Humeurs

Pourquoi La Chronique des Bridgerton en dit long sur l’image de la femme à notre époque

J’ai regardé la Chronique des Bridgertonencouragée davantage par l’engouement autour du scénario inclusif plutôt que par l’éventualité de visionner une fiction d’anthologie. Et parce que je suis faible, il a suffi d’un très gros plan sur la langue pourpre et humide du Duc Simon qui lèche une cuillère au ralenti pour que je me résolve finalement à déceler la profondeur caustique de l’intrigue. En vérité, je vous le dis, si je me suis infligée les niaiseries outrancières et insipides de cette énième déclinaison du genre « romance d’époque », c’est uniquement parce que mon œil affûté a su cerner l’unique potentiel de la série: il est métisse et musclé.  

  L’histoire qui se déroule dans les années 1800 dépeint le portrait d’une société où les femmes sont des objets de désirs paradant tels des paons dans leurs étoffes inconfortables, éduquées pour assouvir le plaisir visuel de ces messieurs. En fait, je trouve qu’à ce niveau rien n’a vraiment changé depuis. L’hégémonie politique, économique, sociétale des hommes et, par analogie, l’industrie de la culture qu’ils détiennent majoritairement a traversé les siècles et les générations en exacerbant ce rapport de domination du regard des hommes sur le corps des femmes. De sorte qu’en société, on attend des femmes qu’elles existent d’abord pour les charmes qu’elles ont à dévoiler. A ce propos, Mona Chollet dans son livre Beauté Fatale les nouveaux visages d’une aliénation féminine cite le philosophe Alain Badiou qui interprétait en ces termes dans une tribune, la loi française sur le port du voile à l’école : « une fille doit montrer ce qu’elle a à vendre. Elle doit exposer sa marchandise (…) On croyait avoir compris qu’un droit féminin intangible est de ne se déshabiller que devant celui ou celle qu’on a choisi(e) pour ce faire. Mais non. Il est impératif d’esquisser le déshabillage à tout instant. Qui garde à couvert ce qu’il met sur le marché n’est pas un marchand loyal.» 

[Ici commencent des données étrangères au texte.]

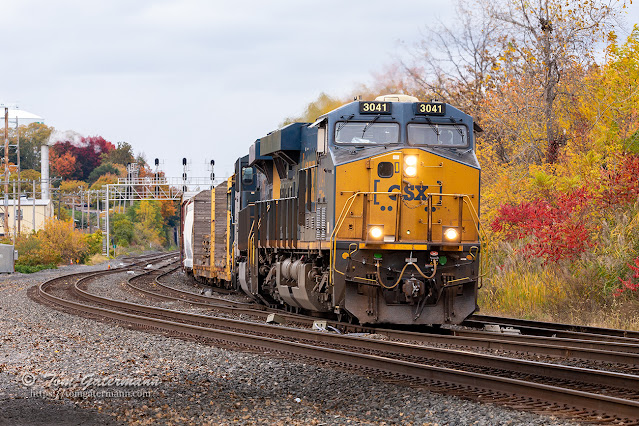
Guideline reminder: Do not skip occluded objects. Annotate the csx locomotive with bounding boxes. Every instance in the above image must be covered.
[182,95,481,324]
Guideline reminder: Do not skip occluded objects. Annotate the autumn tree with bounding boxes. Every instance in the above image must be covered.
[400,2,502,122]
[100,142,135,166]
[49,150,78,179]
[51,136,115,180]
[478,0,625,163]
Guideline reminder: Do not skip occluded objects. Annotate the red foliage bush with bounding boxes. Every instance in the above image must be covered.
[491,188,593,262]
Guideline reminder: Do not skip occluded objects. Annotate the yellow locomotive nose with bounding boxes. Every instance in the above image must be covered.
[404,155,417,177]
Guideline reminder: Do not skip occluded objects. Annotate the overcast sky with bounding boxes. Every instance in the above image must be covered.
[0,0,639,185]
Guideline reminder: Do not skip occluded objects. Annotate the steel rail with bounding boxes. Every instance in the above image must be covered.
[462,315,639,344]
[148,268,639,365]
[39,274,639,421]
[74,278,639,390]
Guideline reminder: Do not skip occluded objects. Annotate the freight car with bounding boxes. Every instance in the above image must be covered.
[182,95,481,324]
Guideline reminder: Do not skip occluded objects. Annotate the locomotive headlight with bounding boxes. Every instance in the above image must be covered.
[443,228,459,242]
[368,225,384,240]
[404,155,417,166]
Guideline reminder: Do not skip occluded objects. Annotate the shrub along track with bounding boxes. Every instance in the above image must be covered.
[32,255,639,422]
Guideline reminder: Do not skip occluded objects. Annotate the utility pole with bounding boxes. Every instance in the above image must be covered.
[3,105,9,240]
[16,115,22,236]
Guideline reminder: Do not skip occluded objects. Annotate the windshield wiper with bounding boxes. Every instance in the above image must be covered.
[450,117,464,142]
[362,114,381,139]
[335,114,355,133]
[424,116,439,136]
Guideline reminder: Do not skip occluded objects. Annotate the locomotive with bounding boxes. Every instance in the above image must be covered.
[181,95,481,324]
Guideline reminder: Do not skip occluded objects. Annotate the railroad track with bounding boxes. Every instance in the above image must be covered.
[462,315,639,344]
[134,267,639,374]
[33,255,639,422]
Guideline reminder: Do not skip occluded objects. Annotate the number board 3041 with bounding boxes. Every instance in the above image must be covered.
[359,101,393,114]
[415,102,446,115]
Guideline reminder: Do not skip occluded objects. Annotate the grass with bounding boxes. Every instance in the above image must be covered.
[15,264,58,274]
[479,205,639,330]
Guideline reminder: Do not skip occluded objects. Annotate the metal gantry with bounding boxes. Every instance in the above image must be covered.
[102,177,220,256]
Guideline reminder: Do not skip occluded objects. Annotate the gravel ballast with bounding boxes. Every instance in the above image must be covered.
[0,265,570,425]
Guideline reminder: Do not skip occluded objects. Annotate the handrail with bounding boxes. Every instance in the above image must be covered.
[329,191,485,285]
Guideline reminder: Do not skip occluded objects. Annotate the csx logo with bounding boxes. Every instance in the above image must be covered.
[388,184,428,201]
[373,179,443,206]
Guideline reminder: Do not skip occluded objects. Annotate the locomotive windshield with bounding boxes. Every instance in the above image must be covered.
[408,123,468,148]
[335,122,399,144]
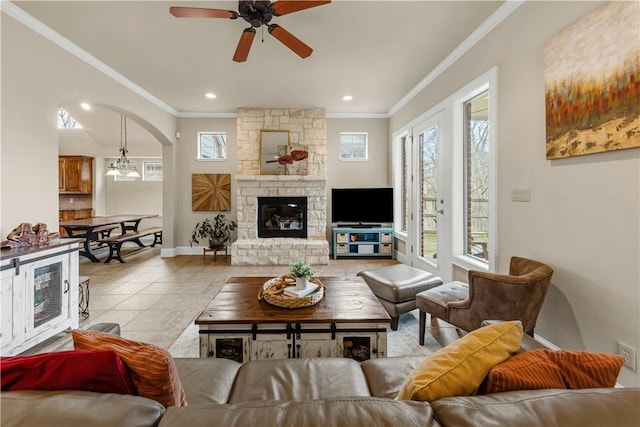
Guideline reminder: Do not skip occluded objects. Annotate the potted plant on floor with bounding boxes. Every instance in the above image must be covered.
[289,258,316,289]
[189,214,238,249]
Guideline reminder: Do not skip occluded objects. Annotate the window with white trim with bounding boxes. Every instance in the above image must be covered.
[462,90,491,261]
[340,132,368,160]
[198,132,227,160]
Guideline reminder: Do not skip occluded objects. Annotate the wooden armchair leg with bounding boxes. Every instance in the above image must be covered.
[418,310,427,345]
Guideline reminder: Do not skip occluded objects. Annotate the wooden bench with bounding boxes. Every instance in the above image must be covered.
[99,227,162,263]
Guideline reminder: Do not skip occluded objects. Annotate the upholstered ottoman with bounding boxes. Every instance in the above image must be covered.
[358,264,442,331]
[416,281,469,345]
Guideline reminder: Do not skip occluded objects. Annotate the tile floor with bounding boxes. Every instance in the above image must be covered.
[27,248,458,353]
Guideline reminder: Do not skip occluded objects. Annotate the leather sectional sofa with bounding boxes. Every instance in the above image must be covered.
[0,350,640,427]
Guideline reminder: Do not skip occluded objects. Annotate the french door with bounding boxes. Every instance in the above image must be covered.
[403,113,452,281]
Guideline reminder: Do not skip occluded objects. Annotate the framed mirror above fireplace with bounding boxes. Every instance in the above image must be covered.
[260,130,290,175]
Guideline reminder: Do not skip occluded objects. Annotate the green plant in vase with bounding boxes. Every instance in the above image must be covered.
[289,258,316,289]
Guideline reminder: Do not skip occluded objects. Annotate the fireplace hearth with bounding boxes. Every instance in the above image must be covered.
[258,197,307,239]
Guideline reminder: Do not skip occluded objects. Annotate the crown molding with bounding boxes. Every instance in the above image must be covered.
[387,0,525,117]
[0,0,526,119]
[176,111,238,119]
[0,0,178,116]
[327,113,390,119]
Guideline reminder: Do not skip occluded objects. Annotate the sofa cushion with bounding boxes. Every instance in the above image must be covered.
[229,358,370,403]
[159,397,440,427]
[431,388,640,427]
[72,329,186,406]
[174,357,241,405]
[0,390,165,427]
[360,356,424,399]
[482,349,624,393]
[0,350,134,394]
[398,321,522,402]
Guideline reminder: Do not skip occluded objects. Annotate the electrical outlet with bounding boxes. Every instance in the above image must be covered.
[618,341,637,371]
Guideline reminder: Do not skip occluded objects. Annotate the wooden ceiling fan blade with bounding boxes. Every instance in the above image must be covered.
[169,6,238,19]
[271,0,331,16]
[233,27,256,62]
[269,24,313,58]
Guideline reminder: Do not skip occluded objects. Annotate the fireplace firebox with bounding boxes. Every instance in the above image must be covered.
[258,197,307,238]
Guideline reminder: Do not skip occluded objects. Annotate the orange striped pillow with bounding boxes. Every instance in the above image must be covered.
[549,351,624,389]
[71,329,187,406]
[482,349,624,393]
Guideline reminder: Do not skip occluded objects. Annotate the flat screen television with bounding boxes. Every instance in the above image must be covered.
[331,187,393,226]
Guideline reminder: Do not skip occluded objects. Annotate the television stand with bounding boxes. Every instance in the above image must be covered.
[333,224,394,259]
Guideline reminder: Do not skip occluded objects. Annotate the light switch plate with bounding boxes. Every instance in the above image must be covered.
[511,187,531,202]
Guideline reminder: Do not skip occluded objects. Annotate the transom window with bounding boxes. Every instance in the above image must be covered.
[198,132,227,160]
[340,132,368,160]
[58,107,82,129]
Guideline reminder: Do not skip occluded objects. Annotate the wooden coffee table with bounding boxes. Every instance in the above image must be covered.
[195,277,391,362]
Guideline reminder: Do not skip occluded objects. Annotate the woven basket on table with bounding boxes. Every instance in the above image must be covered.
[258,276,324,308]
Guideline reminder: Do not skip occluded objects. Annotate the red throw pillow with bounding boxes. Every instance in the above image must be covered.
[481,349,624,393]
[71,329,187,406]
[0,350,135,394]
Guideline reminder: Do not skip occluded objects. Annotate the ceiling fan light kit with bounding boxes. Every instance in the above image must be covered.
[169,0,331,62]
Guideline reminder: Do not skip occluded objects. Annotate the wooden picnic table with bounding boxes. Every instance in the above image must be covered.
[60,214,158,262]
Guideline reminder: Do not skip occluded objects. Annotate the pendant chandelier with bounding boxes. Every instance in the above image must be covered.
[106,114,140,178]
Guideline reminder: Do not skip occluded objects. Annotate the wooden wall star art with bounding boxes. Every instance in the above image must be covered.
[191,173,231,211]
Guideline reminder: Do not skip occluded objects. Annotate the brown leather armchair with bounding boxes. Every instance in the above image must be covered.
[416,257,553,345]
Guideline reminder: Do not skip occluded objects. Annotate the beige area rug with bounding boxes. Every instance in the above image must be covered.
[169,310,441,357]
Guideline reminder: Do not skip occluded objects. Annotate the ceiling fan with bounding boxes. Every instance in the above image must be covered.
[169,0,331,62]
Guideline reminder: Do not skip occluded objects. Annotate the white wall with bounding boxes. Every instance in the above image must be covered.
[176,118,237,253]
[327,118,393,239]
[391,1,640,386]
[0,13,176,244]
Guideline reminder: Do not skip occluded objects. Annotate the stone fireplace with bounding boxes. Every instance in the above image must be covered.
[231,108,329,265]
[257,197,307,239]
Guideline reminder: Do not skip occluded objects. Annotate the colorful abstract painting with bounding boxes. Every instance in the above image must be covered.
[191,173,231,211]
[544,1,640,159]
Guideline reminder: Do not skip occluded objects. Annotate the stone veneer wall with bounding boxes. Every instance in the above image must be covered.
[231,108,329,265]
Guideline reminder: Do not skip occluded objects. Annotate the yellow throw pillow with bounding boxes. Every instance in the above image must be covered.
[397,321,522,402]
[71,329,187,406]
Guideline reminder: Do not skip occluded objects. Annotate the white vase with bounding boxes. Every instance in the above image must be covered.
[296,277,309,289]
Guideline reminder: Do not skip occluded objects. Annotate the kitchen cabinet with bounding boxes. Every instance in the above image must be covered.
[58,156,93,194]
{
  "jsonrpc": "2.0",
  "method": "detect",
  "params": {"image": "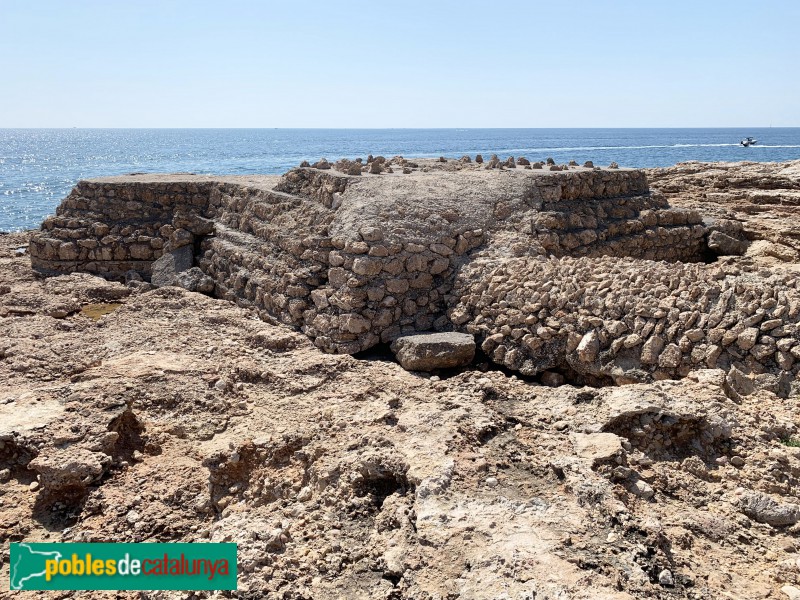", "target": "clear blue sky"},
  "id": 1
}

[0,0,800,127]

 C’est aussi pour cette raison que pour dominer les chartes, le box-office ou aspirer à une grande visibilité sur les réseaux sociaux, les femmes appliquent les codes qu’elles ont absorbé et qui les conditionnent pour endosser la charge de la désirabilité (tenues affriolantes, corps excitants, nus, éthérés, lisses, plastifiés, postures aguicheuses, gestuelles suggestives, danses lascives, etc.) Les téléspectatrices et téléspectateurs sont donc constamment biberonné.e.s aux mêmes représentations et messages récurrents comme le restitue Rebecca Amsellem,  féministe et fondatrice de la newsletter Les Glorieuses: « Les hommes y jouent, les femmes y apparaissent. Les hommes gagnent, les femmes les célèbrent. Ils désirent, elles sont désirées. Les hommes sont des hommes, les femmes sont des êtres, prêtes à être disposées. »  Cette façon de chosifier le corps féminin par le prisme d’une perspective d’homme hétérosexuel s’appelle le « male gaze » (regard masculin) et a été théorisé par la critique de cinéma Laura Mulvey  en 1975.   Il est omniprésent dans la pop culture (cinéma, séries, magazines, jeux vidéo, dessins animés, œuvres d’art) et s’est imposé comme une norme devenue une réalité tangible à telle enseigne que celles qui s’en écartent sont conspuées.  Nous avons fini par intégrer que l’avis des hommes sur notre physique était déterminant dans notre processus d’estime de soi, alors que la seule garante de notre image et de ce qu’elle dégage, c’est nous-mêmes.  

Deux siècles séparent notre monde de celui de la série sans qu’une évolution significative sur la question se soit esquissée. C’est terrifiant comme le temps court en oubliant l’essentiel.